I wonder whether dereferencing a pointer will always be translated into a machine-level Load/Store instruction, regardless of how optimizing the compiler is.

Suppose we have two threads, one(let’s call it Tom) receives user input and writes a bool variable. The variable is read by another(and this is Jerry) to decide whether to continue a loop. We know that an optimizing compiler may store the variable in a register when compiling the loop. So, at run time, Jerry may read an obsolete value that is different from what Tom actually writes. As a result,we should declare the bool variable as volatile.

However, if dreferencing a pointer will always cause memory access, then the two threads can use a pointer to reference the variable. On every write, Tom will store the new value into memory by dereferencing the pointer and writing to it. On each read, Jerry can really read what Tom wrote by dereferencing that same pointer. This seems better than the implementation-dependent volatile

I’m new to multi-threading programming, so this idea may seem trivial and unnecessary. But I’m really curious about it.

>Solution :

Will dereferencing a pointer always cause memory access?

No, for example:

int five() {
    int x = 5;
    int *ptr = &x;
    return *ptr;
}

Any sane optimizing compiler will not emit a mov from stack memory here, but something along the lines of:

five():
  mov eax, 5
  ret

This is allowed because of the as-if rule.

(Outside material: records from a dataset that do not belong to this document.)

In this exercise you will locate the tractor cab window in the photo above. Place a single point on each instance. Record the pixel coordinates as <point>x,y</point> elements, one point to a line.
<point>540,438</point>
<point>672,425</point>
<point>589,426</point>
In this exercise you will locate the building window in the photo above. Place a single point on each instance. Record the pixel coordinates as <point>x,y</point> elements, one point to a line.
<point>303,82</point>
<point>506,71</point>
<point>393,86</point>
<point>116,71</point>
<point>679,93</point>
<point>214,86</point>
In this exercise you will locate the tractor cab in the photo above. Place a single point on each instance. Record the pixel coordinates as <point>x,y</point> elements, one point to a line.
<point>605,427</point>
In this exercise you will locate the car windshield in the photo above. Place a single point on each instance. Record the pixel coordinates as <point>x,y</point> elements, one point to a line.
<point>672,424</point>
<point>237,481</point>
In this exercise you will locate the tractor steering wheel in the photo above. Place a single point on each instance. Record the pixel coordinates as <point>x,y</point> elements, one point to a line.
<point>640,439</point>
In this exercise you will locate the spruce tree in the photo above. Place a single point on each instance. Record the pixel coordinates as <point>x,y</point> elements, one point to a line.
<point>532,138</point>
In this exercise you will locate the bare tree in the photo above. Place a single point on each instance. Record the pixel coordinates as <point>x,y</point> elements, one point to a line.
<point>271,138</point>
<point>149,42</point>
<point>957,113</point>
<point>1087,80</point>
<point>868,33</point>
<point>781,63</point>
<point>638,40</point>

How do I do inter-thread communication through a `bool*` then?

This is what std::atomic<bool> is for.
You shouldn’t communicate between threads using non-atomic objects, because accessing the same memory through two threads at the same time is undefined behavior in C++. std::atomic makes it thread-safe.
For example:

void thread(std::atomic<bool> &stop_signal) {
    while (!stop_signal) {
        do_stuff();
    }
}

Technically, this doesn’t imply that each load from stop_signal will actually happen. The compiler is allowed to do partial loop unrolling like:

void thread(std::atomic<bool> &stop_signal) {
    // only possible if the compiler knows that do_stuff() doesn't modify stop_signal
    while (!stop_signal) {
        do_stuff();
        do_stuff();
        do_stuff();
        do_stuff();
    }
}

An atomic load() is allowed to observe stale values, so the compiler can assume that four load()s would all read the same value.
Only some operations, like fetch_add() are required to observe the most recent value.
Even then, this optimization might be possible.

In practice, optimizations like these aren’t implemented for std::atomic in any compiler, so std::atomic is quasi-volatile. The same applies to C’s atomic_bool, and _Atomic types in general.